Busy year exposes narrow player base for Cranes

What you need to know:

  • Uganda Sevens players have already had energy-sapping trips to Zimbabwe, Hong Kong and Australia. Cognisant that they risked becoming totally jaded, the likes of Michael Wokorach and Lawrence Ssebuliba were not included at all in Rugby Cranes’ back division last Saturday.

After failing to speed up their game from delivery at the breakdown to decision-making and passing, Uganda lost the first leg of the Elgon Cup quite comprehensively at the hands of Kenya.
The 34-16 loss, which saw Uganda drop to 37th in the world rankings, was largely occasioned by a lethargic performance from Uganda’s tight five. Even the world’s most exciting backline would struggle if their pack is constantly being marched backwards. And so was the case at Legends Club. Watching the Rugby Cranes tight five do the ‘moonwalk’ (MJ would be proud!) was as intensely soporific as the buildup to the encounter. The aforesaid grimly negative and entirely joyless buildup only jolted to life following the release of Rugby Cranes’ matchday squad two Thursdays ago.

The squad’s composition prompted reactions some of which were swooning, but mostly disapproving really.
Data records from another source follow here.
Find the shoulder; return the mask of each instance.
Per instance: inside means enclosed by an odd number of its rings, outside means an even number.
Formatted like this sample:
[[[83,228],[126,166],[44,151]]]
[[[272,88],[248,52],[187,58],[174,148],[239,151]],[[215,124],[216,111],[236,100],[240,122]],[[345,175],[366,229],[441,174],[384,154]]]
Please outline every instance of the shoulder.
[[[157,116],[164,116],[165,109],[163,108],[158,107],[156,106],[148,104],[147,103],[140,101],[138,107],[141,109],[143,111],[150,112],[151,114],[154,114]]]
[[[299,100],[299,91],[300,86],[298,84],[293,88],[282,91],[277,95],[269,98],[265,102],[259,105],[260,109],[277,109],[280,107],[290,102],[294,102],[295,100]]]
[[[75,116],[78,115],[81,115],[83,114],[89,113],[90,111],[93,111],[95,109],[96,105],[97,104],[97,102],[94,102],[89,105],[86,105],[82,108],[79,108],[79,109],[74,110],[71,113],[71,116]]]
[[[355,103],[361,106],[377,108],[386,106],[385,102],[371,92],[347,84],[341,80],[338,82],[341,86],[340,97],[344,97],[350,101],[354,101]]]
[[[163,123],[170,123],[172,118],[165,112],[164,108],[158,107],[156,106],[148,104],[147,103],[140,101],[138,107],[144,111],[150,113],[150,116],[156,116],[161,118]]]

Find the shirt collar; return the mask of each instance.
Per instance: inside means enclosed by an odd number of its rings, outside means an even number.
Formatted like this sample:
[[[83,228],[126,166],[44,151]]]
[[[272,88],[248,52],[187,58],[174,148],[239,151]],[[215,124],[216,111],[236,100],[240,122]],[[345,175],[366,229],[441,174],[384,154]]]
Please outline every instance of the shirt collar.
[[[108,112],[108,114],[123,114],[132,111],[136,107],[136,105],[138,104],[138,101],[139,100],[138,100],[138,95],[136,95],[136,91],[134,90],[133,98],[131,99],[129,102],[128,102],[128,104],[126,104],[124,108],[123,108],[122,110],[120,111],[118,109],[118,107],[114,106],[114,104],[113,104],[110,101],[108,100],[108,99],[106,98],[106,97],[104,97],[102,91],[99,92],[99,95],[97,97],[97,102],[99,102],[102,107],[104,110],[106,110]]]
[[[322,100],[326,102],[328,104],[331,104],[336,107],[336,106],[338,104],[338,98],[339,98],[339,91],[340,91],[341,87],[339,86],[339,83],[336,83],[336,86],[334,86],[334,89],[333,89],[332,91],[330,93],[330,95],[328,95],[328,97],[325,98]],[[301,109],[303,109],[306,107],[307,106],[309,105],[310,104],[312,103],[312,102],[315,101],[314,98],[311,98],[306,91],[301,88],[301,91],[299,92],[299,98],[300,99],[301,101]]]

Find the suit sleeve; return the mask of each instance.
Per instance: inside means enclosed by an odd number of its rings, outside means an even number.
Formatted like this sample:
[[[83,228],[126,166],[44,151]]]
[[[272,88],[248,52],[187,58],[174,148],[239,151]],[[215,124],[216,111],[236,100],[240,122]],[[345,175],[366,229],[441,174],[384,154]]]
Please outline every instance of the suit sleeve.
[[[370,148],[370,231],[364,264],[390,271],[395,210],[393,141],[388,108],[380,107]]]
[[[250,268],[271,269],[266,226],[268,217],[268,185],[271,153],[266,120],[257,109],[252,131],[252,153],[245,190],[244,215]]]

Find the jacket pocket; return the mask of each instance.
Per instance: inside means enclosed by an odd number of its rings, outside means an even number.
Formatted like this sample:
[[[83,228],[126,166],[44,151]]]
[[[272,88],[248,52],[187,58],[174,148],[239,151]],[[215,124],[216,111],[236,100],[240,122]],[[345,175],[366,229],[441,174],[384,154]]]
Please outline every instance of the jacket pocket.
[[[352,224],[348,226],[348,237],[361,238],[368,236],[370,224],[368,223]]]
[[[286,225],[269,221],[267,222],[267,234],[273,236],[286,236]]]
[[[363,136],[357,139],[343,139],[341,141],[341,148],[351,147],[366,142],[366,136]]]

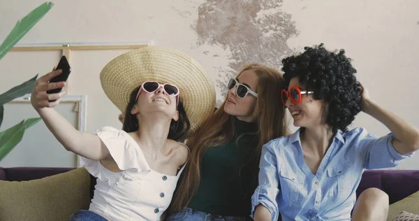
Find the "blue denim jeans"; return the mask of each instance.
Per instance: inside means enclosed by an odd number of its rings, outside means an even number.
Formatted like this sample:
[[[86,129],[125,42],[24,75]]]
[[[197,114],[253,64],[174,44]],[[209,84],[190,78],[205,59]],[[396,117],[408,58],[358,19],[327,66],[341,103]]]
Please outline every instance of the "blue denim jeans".
[[[252,220],[250,216],[222,216],[212,215],[186,208],[180,213],[170,214],[166,221],[246,221]]]
[[[80,210],[70,217],[70,221],[108,221],[108,220],[93,212]]]

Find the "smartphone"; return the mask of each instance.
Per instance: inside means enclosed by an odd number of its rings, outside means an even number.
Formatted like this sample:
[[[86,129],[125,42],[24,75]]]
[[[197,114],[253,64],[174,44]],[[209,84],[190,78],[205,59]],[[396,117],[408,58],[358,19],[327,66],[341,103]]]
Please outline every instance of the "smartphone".
[[[70,73],[71,73],[71,67],[70,66],[70,64],[67,60],[66,56],[63,55],[61,58],[59,59],[59,62],[58,65],[57,65],[56,70],[61,69],[62,70],[62,73],[59,76],[52,78],[50,80],[50,83],[57,83],[61,81],[67,81],[67,78],[68,78],[68,76],[70,76]],[[53,89],[47,91],[47,94],[55,94],[61,92],[62,87]],[[54,101],[50,101],[50,102],[53,102]]]

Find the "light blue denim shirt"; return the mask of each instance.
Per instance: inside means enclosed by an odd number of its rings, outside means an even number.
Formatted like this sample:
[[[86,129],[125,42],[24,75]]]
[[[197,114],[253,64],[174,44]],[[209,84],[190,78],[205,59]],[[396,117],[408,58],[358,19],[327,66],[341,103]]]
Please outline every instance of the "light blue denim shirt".
[[[363,128],[338,131],[316,175],[305,163],[299,129],[265,144],[252,213],[265,206],[277,220],[350,220],[356,189],[365,169],[395,166],[409,155],[398,153],[392,134],[376,138]]]

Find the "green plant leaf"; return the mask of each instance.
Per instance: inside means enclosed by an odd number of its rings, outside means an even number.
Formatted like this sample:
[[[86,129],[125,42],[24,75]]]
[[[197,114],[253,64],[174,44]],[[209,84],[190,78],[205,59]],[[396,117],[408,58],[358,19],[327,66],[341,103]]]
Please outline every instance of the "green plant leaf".
[[[0,94],[0,105],[3,105],[16,98],[32,92],[34,87],[35,86],[35,83],[36,82],[36,78],[38,78],[38,74],[20,85],[15,86]]]
[[[52,2],[45,2],[17,21],[12,31],[0,45],[0,59],[52,8],[53,5]]]
[[[41,120],[40,117],[29,118],[0,132],[0,161],[22,141],[24,131]]]
[[[1,122],[3,122],[3,113],[4,113],[4,107],[0,106],[0,127],[1,127]]]

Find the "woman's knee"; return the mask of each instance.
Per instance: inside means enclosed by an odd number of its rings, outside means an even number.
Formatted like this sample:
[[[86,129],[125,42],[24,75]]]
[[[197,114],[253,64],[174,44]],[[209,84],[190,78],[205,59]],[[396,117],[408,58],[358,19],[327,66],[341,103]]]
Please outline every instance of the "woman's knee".
[[[388,205],[388,194],[378,188],[368,188],[361,193],[360,199],[365,199],[367,201],[374,201],[380,204]]]

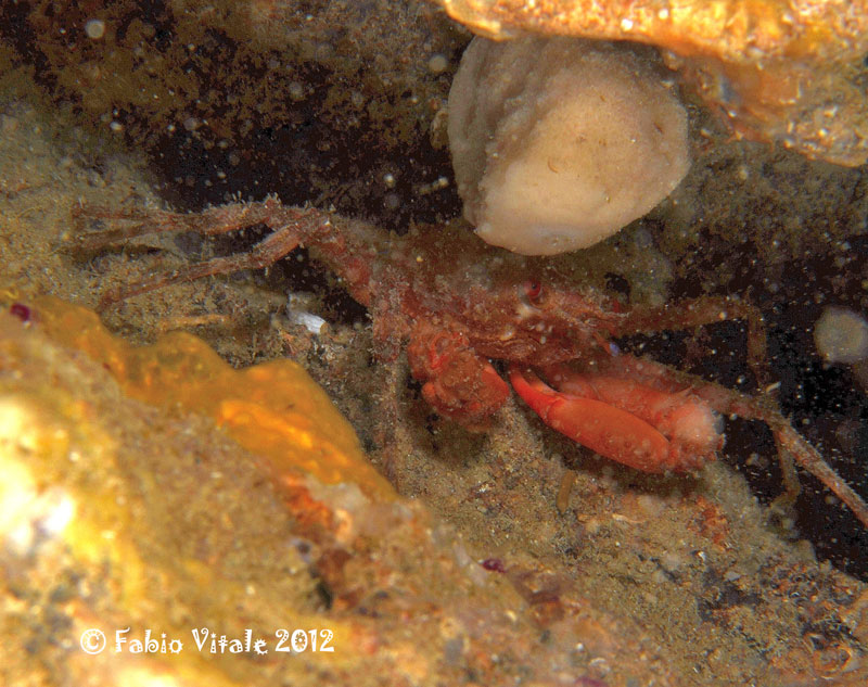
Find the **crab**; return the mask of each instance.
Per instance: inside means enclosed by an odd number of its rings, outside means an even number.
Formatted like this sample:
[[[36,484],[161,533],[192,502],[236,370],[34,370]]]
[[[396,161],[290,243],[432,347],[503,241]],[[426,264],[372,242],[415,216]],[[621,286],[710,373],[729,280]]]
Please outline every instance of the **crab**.
[[[539,260],[488,246],[450,225],[390,236],[374,226],[277,199],[232,203],[199,214],[76,206],[77,244],[98,250],[156,233],[222,234],[264,225],[250,251],[155,275],[104,294],[101,307],[175,282],[267,267],[298,246],[324,264],[368,307],[378,355],[397,358],[407,345],[412,376],[442,416],[482,430],[512,387],[541,420],[598,454],[646,472],[693,471],[722,448],[722,416],[770,428],[784,468],[794,460],[817,476],[868,526],[868,505],[838,475],[768,394],[757,397],[621,353],[613,340],[637,332],[748,322],[748,360],[763,384],[762,315],[730,297],[700,297],[662,307],[624,307]],[[87,231],[107,221],[111,229]],[[548,383],[544,380],[548,380]],[[784,469],[788,491],[797,489]]]

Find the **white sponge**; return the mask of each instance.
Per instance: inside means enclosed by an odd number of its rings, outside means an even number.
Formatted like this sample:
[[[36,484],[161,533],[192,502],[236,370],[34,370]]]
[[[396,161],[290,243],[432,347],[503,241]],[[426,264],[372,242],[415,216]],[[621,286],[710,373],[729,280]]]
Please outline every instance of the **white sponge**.
[[[449,92],[464,217],[524,255],[592,245],[652,209],[690,161],[687,116],[630,49],[474,38]]]

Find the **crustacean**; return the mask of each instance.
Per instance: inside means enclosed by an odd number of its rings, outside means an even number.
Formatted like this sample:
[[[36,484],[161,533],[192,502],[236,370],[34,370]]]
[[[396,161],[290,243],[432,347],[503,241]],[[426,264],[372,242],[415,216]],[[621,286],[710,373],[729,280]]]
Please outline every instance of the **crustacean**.
[[[155,232],[215,236],[256,225],[271,229],[246,253],[125,284],[106,293],[103,306],[178,281],[266,267],[304,246],[369,308],[382,359],[394,359],[409,342],[411,372],[443,416],[471,429],[485,427],[509,396],[494,359],[508,365],[513,389],[547,424],[638,470],[686,471],[714,459],[723,445],[718,414],[762,420],[781,455],[815,474],[868,526],[868,506],[769,399],[620,354],[611,343],[636,332],[744,319],[749,361],[762,382],[762,317],[741,301],[703,297],[624,308],[599,292],[577,290],[538,260],[487,246],[467,231],[447,226],[398,238],[275,199],[192,215],[84,206],[74,216],[79,225],[104,220],[114,226],[76,232],[85,250]]]

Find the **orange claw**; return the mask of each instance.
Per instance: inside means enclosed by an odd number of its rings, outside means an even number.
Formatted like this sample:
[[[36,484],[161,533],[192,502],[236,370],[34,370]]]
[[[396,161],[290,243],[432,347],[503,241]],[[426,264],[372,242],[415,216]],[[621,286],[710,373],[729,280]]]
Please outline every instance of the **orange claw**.
[[[529,369],[510,368],[515,392],[550,428],[601,456],[644,472],[685,471],[713,459],[723,440],[711,409],[686,392],[558,370],[551,389]]]

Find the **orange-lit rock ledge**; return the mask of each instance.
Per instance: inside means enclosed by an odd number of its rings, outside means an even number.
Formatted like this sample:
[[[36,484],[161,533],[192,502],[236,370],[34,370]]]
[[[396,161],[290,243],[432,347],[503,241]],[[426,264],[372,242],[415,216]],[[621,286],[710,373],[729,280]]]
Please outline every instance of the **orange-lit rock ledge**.
[[[43,297],[34,310],[52,339],[101,362],[124,393],[213,418],[278,474],[301,470],[324,484],[355,483],[374,500],[395,497],[353,428],[296,362],[235,370],[192,334],[171,332],[152,346],[132,346],[86,308]]]

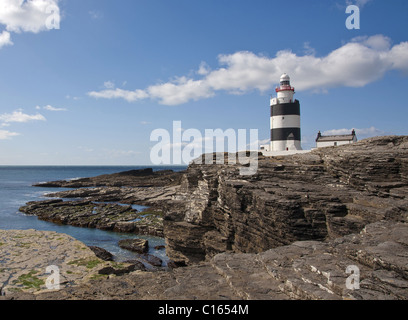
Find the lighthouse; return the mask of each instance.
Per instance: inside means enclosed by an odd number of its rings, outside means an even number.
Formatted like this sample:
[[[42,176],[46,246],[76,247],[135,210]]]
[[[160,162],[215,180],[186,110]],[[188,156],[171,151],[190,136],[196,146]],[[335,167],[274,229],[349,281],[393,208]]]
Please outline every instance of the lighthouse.
[[[277,96],[271,99],[271,145],[270,151],[302,150],[300,132],[300,103],[294,99],[295,88],[290,77],[284,73]]]

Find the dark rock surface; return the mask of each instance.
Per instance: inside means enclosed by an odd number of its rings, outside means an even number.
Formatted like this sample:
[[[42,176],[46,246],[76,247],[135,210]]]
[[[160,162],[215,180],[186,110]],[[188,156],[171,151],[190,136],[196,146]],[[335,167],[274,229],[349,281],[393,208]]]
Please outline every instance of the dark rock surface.
[[[57,224],[163,237],[162,217],[130,205],[61,199],[28,202],[20,211]]]
[[[136,271],[58,292],[11,294],[37,300],[407,300],[408,225],[377,222],[330,241],[300,241],[262,253],[222,253],[168,272]],[[348,267],[359,271],[349,289]]]
[[[105,174],[91,178],[60,180],[38,183],[44,188],[85,188],[85,187],[163,187],[180,184],[181,173],[172,170],[154,171],[152,168]]]
[[[191,164],[160,202],[166,253],[186,267],[31,298],[408,299],[408,137],[258,164],[253,176],[235,164]]]
[[[147,253],[149,241],[145,239],[124,239],[119,241],[119,247],[137,253]]]
[[[192,164],[167,203],[167,254],[177,263],[335,239],[367,224],[406,222],[408,137],[379,137],[238,165]]]
[[[89,249],[95,253],[95,255],[99,258],[102,259],[103,261],[113,261],[113,254],[110,253],[108,250],[105,250],[100,247],[96,246],[88,246]]]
The exclusion of some high-profile players from either the Starting XV or Match Day squad was hard to miss. Top of them was Philip Wokorach who was wrapped in cotton wool on the replacements’ bench (he came on after the breather to split the uprights with a tough conversion and break the ankles of a Kenyan player for good measure!).

Starved of fast ball situations, the fullback kicked 18 nerveless points during the pulsating 33-33 draw away to Kenya at RFUEA ground last year. It’s not everyday that Rugby Cranes choose to hand a potential match-winner a bit-part role. But 2018 is far from being a mundane year for Ugandan rugby. At the start of the year, the Uganda Rugby Union (URU) knew that a plethora of sevens tournaments and five Gold Cup matches - which effectively double as World Cup qualifiers - meant that players would have to be extraordinarily durable to figure in both variants of rugby union.

Uganda Sevens players have already had energy-sapping trips to Zimbabwe, Hong Kong and Australia. Cognisant that they risked becoming totally jaded, the likes of Michael Wokorach and Lawrence Ssebuliba were not included at all in Rugby Cranes’ back division last Saturday. What all of this speaks to is the narrow player base that this column has always been at pains spotlighting. It is something that URU has to address decisively.

It has taken a jam-packed schedule of international rugby to force the union’s hand. URU has always been more worried about a lack of depth than it cares to admit. Rather than cross its proverbial fingers, the union should move to make the game less Kampala - centric. It needs to cast the net far and wide.